バーディーよりもチームの得点依存率は高い。
3月のFAカップ準々決勝(2-0)でチェルシーから奪った2ゴールは圧巻の一言。終盤に軽快なフットワークで4人をかわしてからゴール右下隅に決めて先制し、相手GKティボウ・クルトワの股間を抜く右足ダイレクトシュートで敵を突き放している。この2得点で「25」に伸びた今季の総得点数は、ルカクのパフォーマンスに一貫性が見られるようになっている証拠でもある。
一般的に若手には難しいとされるパフォーマンスの安定感は、ルカクにとっても課題だった。
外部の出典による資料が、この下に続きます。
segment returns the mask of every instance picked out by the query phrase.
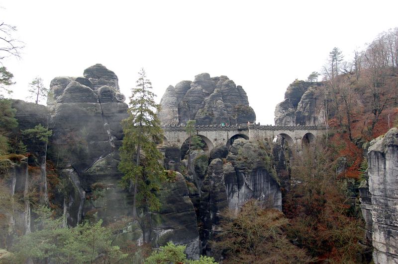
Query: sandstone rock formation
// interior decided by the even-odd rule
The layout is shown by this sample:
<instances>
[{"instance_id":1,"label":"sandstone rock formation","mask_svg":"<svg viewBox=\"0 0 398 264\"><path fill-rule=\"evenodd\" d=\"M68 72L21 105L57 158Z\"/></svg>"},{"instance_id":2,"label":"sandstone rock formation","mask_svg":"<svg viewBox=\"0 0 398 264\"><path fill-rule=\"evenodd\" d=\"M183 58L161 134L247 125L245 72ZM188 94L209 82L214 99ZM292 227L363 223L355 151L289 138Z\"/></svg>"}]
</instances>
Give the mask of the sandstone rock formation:
<instances>
[{"instance_id":1,"label":"sandstone rock formation","mask_svg":"<svg viewBox=\"0 0 398 264\"><path fill-rule=\"evenodd\" d=\"M184 177L178 172L171 173L175 174L175 180L164 184L159 192L160 210L150 213L152 246L158 248L169 242L184 245L190 257L199 259L199 233L194 205Z\"/></svg>"},{"instance_id":2,"label":"sandstone rock formation","mask_svg":"<svg viewBox=\"0 0 398 264\"><path fill-rule=\"evenodd\" d=\"M93 215L111 222L129 211L117 167L127 105L113 71L97 64L84 75L55 78L47 100L49 156L69 183L64 198L72 225ZM99 198L94 195L98 192Z\"/></svg>"},{"instance_id":3,"label":"sandstone rock formation","mask_svg":"<svg viewBox=\"0 0 398 264\"><path fill-rule=\"evenodd\" d=\"M200 202L194 204L200 227L203 254L211 250L207 242L220 231L218 224L223 210L228 208L237 212L252 198L262 201L268 207L282 209L281 186L273 162L266 158L266 151L271 151L269 146L266 142L259 145L237 139L229 153L227 151L226 158L221 160L217 157L225 154L223 148L220 147L213 153L213 158L210 158L209 164L203 151L191 152L188 174L192 178L187 180L195 185L191 187L193 191L199 190ZM190 196L196 198L196 192L193 191Z\"/></svg>"},{"instance_id":4,"label":"sandstone rock formation","mask_svg":"<svg viewBox=\"0 0 398 264\"><path fill-rule=\"evenodd\" d=\"M296 81L288 87L285 100L275 108L277 126L324 124L323 101L317 95L321 82Z\"/></svg>"},{"instance_id":5,"label":"sandstone rock formation","mask_svg":"<svg viewBox=\"0 0 398 264\"><path fill-rule=\"evenodd\" d=\"M122 174L117 165L123 138L120 121L128 116L125 97L116 75L104 66L90 67L84 75L56 77L51 83L47 104L53 135L49 156L67 190L57 194L58 203L65 206L72 225L85 219L100 218L105 224L124 221L131 215L132 201L119 187ZM166 167L172 170L179 167L180 150L177 157L176 153L172 148L165 153ZM172 241L187 246L191 258L199 258L195 208L184 177L176 173L176 181L159 191L160 210L143 212L142 220L130 223L116 242L133 240L157 248Z\"/></svg>"},{"instance_id":6,"label":"sandstone rock formation","mask_svg":"<svg viewBox=\"0 0 398 264\"><path fill-rule=\"evenodd\" d=\"M368 194L361 200L367 227L372 225L373 260L398 263L398 129L371 142L368 164L371 204Z\"/></svg>"},{"instance_id":7,"label":"sandstone rock formation","mask_svg":"<svg viewBox=\"0 0 398 264\"><path fill-rule=\"evenodd\" d=\"M162 124L197 125L246 124L256 120L242 86L224 75L210 77L208 73L195 76L194 81L182 81L169 86L160 102L159 117Z\"/></svg>"}]
</instances>

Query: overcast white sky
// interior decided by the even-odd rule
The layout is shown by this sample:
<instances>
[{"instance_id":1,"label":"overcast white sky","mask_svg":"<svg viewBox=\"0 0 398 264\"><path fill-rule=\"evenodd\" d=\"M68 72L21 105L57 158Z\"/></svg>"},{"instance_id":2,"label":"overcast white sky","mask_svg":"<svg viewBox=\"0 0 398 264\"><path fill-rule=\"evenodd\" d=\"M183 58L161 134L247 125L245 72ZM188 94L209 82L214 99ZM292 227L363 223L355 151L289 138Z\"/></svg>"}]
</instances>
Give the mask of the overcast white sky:
<instances>
[{"instance_id":1,"label":"overcast white sky","mask_svg":"<svg viewBox=\"0 0 398 264\"><path fill-rule=\"evenodd\" d=\"M172 0L0 1L0 20L17 27L22 59L3 62L14 98L40 76L82 76L100 63L130 95L143 67L158 101L166 88L208 72L247 93L257 122L274 124L276 105L296 78L320 71L334 47L345 59L398 26L398 1Z\"/></svg>"}]
</instances>

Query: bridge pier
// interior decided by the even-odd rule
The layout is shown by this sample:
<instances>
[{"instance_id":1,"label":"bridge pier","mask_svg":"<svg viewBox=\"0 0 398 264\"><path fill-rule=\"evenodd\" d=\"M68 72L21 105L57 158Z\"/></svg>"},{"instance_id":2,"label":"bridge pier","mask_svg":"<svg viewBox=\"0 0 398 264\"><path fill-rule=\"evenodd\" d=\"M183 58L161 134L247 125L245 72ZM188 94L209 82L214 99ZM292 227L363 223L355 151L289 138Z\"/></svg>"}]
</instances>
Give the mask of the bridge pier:
<instances>
[{"instance_id":1,"label":"bridge pier","mask_svg":"<svg viewBox=\"0 0 398 264\"><path fill-rule=\"evenodd\" d=\"M164 132L164 144L181 149L188 138L184 126L169 126L162 128ZM256 124L220 126L217 125L195 126L196 134L206 143L208 152L217 146L227 145L231 138L243 137L251 140L274 140L280 135L298 152L302 148L303 140L310 141L323 134L325 129L323 127L303 126L261 126Z\"/></svg>"}]
</instances>

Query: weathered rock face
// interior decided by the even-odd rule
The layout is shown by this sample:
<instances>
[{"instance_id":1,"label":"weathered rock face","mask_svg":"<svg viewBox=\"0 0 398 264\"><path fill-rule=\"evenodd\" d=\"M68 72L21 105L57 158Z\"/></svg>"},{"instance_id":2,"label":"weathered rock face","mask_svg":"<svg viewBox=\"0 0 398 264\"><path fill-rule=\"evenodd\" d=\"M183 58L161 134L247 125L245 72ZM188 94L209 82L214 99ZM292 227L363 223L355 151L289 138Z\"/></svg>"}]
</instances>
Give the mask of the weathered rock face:
<instances>
[{"instance_id":1,"label":"weathered rock face","mask_svg":"<svg viewBox=\"0 0 398 264\"><path fill-rule=\"evenodd\" d=\"M398 129L392 129L371 145L368 164L372 204L366 209L370 207L371 213L365 216L371 214L373 220L373 260L398 263ZM363 196L362 200L369 202L365 200L368 197Z\"/></svg>"},{"instance_id":2,"label":"weathered rock face","mask_svg":"<svg viewBox=\"0 0 398 264\"><path fill-rule=\"evenodd\" d=\"M231 146L226 160L233 170L228 163L224 166L224 174L228 175L225 180L230 209L236 210L249 199L255 198L270 208L282 210L280 185L266 148L266 144L259 145L240 138Z\"/></svg>"},{"instance_id":3,"label":"weathered rock face","mask_svg":"<svg viewBox=\"0 0 398 264\"><path fill-rule=\"evenodd\" d=\"M53 131L49 156L72 189L66 198L72 225L93 215L113 221L130 211L127 193L118 185L124 96L117 77L104 66L90 67L84 75L55 78L47 101Z\"/></svg>"},{"instance_id":4,"label":"weathered rock face","mask_svg":"<svg viewBox=\"0 0 398 264\"><path fill-rule=\"evenodd\" d=\"M159 192L159 211L151 213L151 243L153 248L168 242L187 246L190 258L199 258L199 233L194 205L184 177L178 172L175 181L164 184Z\"/></svg>"},{"instance_id":5,"label":"weathered rock face","mask_svg":"<svg viewBox=\"0 0 398 264\"><path fill-rule=\"evenodd\" d=\"M127 117L128 107L113 71L96 65L84 76L51 81L48 104L53 135L49 154L66 191L57 194L57 203L64 204L70 225L84 219L100 218L105 224L125 221L132 214L132 199L119 186L122 174L117 165L123 138L120 122ZM166 167L178 169L180 149L167 147L165 154ZM198 200L199 192L189 193L184 177L176 173L176 180L159 191L160 210L143 212L139 222L129 222L115 243L145 242L157 248L172 241L186 245L190 258L199 258L197 215L190 199L191 194Z\"/></svg>"},{"instance_id":6,"label":"weathered rock face","mask_svg":"<svg viewBox=\"0 0 398 264\"><path fill-rule=\"evenodd\" d=\"M246 92L226 76L195 76L194 81L182 81L169 86L160 102L162 124L180 125L191 120L197 125L246 124L256 120Z\"/></svg>"},{"instance_id":7,"label":"weathered rock face","mask_svg":"<svg viewBox=\"0 0 398 264\"><path fill-rule=\"evenodd\" d=\"M321 82L303 81L291 84L285 93L285 100L275 108L275 125L323 125L323 100L317 96L321 85Z\"/></svg>"},{"instance_id":8,"label":"weathered rock face","mask_svg":"<svg viewBox=\"0 0 398 264\"><path fill-rule=\"evenodd\" d=\"M222 148L213 153L214 159L208 167L207 159L202 156L194 160L197 164L203 159L201 166L193 169L194 183L201 194L198 219L203 254L211 250L207 241L220 231L220 214L224 209L237 212L246 201L254 198L268 207L282 209L280 185L266 149L271 151L266 142L257 144L239 138L223 160L217 157L225 154ZM203 172L204 178L198 177Z\"/></svg>"}]
</instances>

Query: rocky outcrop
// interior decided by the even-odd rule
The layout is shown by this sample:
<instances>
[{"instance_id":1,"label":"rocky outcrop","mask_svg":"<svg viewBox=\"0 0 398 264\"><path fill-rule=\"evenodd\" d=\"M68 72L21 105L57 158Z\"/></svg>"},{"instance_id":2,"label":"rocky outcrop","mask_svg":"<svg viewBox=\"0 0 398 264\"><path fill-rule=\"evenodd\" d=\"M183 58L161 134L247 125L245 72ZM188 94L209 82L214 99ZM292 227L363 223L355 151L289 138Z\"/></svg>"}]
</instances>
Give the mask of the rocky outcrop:
<instances>
[{"instance_id":1,"label":"rocky outcrop","mask_svg":"<svg viewBox=\"0 0 398 264\"><path fill-rule=\"evenodd\" d=\"M47 101L53 131L49 157L71 188L66 198L71 225L93 216L112 222L129 212L117 169L125 97L117 77L104 66L90 67L84 75L55 78Z\"/></svg>"},{"instance_id":2,"label":"rocky outcrop","mask_svg":"<svg viewBox=\"0 0 398 264\"><path fill-rule=\"evenodd\" d=\"M249 199L255 198L269 208L282 210L280 185L266 152L271 148L266 142L258 144L239 138L231 146L226 158L231 165L224 166L230 209L237 210Z\"/></svg>"},{"instance_id":3,"label":"rocky outcrop","mask_svg":"<svg viewBox=\"0 0 398 264\"><path fill-rule=\"evenodd\" d=\"M197 177L194 183L200 190L198 218L203 254L211 251L207 242L220 231L219 224L223 209L228 208L237 213L252 198L262 201L269 208L282 209L281 187L267 153L271 151L267 142L237 139L229 152L227 151L226 158L221 160L217 156L223 156L223 150L220 148L212 153L214 158L208 167L207 159L203 159L202 156L194 160L197 164L203 160L201 166L195 166ZM204 178L198 177L203 172Z\"/></svg>"},{"instance_id":4,"label":"rocky outcrop","mask_svg":"<svg viewBox=\"0 0 398 264\"><path fill-rule=\"evenodd\" d=\"M215 238L219 227L220 214L227 205L227 193L223 173L222 161L211 161L201 186L201 196L199 208L200 233L202 251L208 252L207 241Z\"/></svg>"},{"instance_id":5,"label":"rocky outcrop","mask_svg":"<svg viewBox=\"0 0 398 264\"><path fill-rule=\"evenodd\" d=\"M194 81L182 81L169 86L160 102L159 116L162 125L246 124L256 120L241 86L224 75L210 77L208 73L195 76Z\"/></svg>"},{"instance_id":6,"label":"rocky outcrop","mask_svg":"<svg viewBox=\"0 0 398 264\"><path fill-rule=\"evenodd\" d=\"M197 259L199 233L194 205L184 177L178 172L170 173L175 179L163 184L159 191L160 209L150 213L152 246L158 248L168 242L183 245L187 255Z\"/></svg>"},{"instance_id":7,"label":"rocky outcrop","mask_svg":"<svg viewBox=\"0 0 398 264\"><path fill-rule=\"evenodd\" d=\"M368 152L369 190L365 214L371 215L375 263L398 263L398 129L371 142ZM363 209L364 207L363 207ZM369 211L370 209L371 211ZM369 224L369 222L367 223Z\"/></svg>"},{"instance_id":8,"label":"rocky outcrop","mask_svg":"<svg viewBox=\"0 0 398 264\"><path fill-rule=\"evenodd\" d=\"M323 98L317 93L321 82L295 81L275 108L277 126L320 126L324 124Z\"/></svg>"}]
</instances>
本人も「ビッグプレーヤーは開幕節から最終節までシーズンを通して仕事をする。自分もそうなりたい」と、意識して取り組んできた。
その甲斐あって、今季はプレミアでも30試合出場18得点と2試合に1点以上のペースでゴールを重ね、ハリー・ケインとジェイミー・バーディーとリーグ得点王を争っている。リーグ戦で、自身の得点がチームの得点に占める割合は35.3%。32試合出場22得点で得点王争いをリードするケインの38.6%には劣るが、34.5%のバーディーよりも依存率の高いチームの得点源だ。
エバートンの「基本がなってない」守備は改善せず。
そのチームに著しい進歩が見られれば、ルカクも移籍を考えることもなかっただろう。だが実際のエバートンは、むしろ後退気味。昨季は11位、今季も30試合を終えて12位と、CL出場を意味するトップ4からは遠ざかっている。
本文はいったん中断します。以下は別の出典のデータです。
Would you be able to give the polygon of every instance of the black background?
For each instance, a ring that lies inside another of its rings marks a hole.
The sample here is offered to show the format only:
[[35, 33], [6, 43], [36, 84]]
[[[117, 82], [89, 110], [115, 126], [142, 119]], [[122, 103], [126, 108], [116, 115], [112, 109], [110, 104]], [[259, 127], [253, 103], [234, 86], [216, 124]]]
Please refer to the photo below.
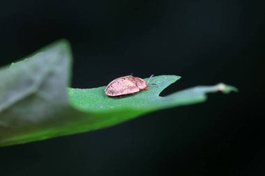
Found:
[[240, 91], [99, 131], [0, 148], [0, 175], [265, 175], [264, 5], [1, 1], [0, 65], [66, 38], [74, 88], [133, 73], [181, 76], [163, 95], [218, 82]]

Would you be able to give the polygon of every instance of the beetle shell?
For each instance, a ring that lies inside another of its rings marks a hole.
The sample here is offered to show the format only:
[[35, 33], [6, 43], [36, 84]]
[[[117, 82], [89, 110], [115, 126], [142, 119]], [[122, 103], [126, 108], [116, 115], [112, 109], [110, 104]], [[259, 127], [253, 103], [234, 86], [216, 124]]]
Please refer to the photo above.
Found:
[[117, 78], [111, 81], [105, 90], [105, 93], [110, 97], [137, 93], [141, 90], [148, 89], [146, 82], [132, 75]]

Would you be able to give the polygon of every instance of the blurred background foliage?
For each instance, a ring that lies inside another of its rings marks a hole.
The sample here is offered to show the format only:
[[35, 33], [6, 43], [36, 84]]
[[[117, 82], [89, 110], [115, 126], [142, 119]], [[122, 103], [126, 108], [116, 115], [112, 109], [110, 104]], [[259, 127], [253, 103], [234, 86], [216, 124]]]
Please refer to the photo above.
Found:
[[0, 148], [1, 175], [264, 175], [264, 3], [1, 2], [0, 65], [67, 38], [73, 88], [165, 74], [182, 79], [162, 95], [220, 81], [240, 92], [100, 131]]

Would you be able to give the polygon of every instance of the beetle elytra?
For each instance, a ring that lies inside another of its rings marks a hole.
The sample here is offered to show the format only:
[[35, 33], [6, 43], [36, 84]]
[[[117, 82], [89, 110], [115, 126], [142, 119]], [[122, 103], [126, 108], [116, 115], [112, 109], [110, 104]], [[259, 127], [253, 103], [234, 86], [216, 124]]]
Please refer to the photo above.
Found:
[[132, 75], [115, 79], [107, 86], [105, 93], [109, 97], [116, 97], [148, 90], [148, 83], [153, 76], [153, 74], [150, 77], [147, 83], [144, 79]]

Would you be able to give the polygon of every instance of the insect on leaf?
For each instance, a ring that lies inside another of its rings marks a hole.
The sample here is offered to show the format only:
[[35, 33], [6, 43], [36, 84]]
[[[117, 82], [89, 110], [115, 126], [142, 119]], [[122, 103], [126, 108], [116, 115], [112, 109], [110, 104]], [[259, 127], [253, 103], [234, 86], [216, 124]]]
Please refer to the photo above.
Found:
[[149, 90], [109, 97], [105, 86], [67, 88], [71, 67], [69, 44], [60, 40], [0, 69], [0, 146], [99, 129], [154, 111], [204, 102], [207, 93], [236, 90], [218, 84], [162, 97], [159, 94], [180, 79], [162, 75], [152, 78], [157, 86]]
ポイント数を伸ばしきれない原因は、守備の甘さ。ロベルト・マルティネス監督が持つ攻撃志向の裏返しと言えばそれまでだが、識者の間で「基本がなっていない」とまで言われることも多い拙守は問題だ。リーグ戦3連敗のきっかけとなった29節ウェストハム戦(2-3)は、前半35分に退場者を出して10人だったとはいえ、ホームで後半に2点のリードがあったのだから逃げ切っているべきだった。
ちなみにルカクは、この試合でも1ゴール1アシストと仕事をしている。裏に抜けてからの左足というトレードマークのゴールで先制点をもたらし、相手DFを背負いながらもデリケートなタッチを披露して追加点をアシストした。自身の成長度にチームが追いつけていない状態なのだから、更なるステップアップを期して移籍を考えても当然だろう。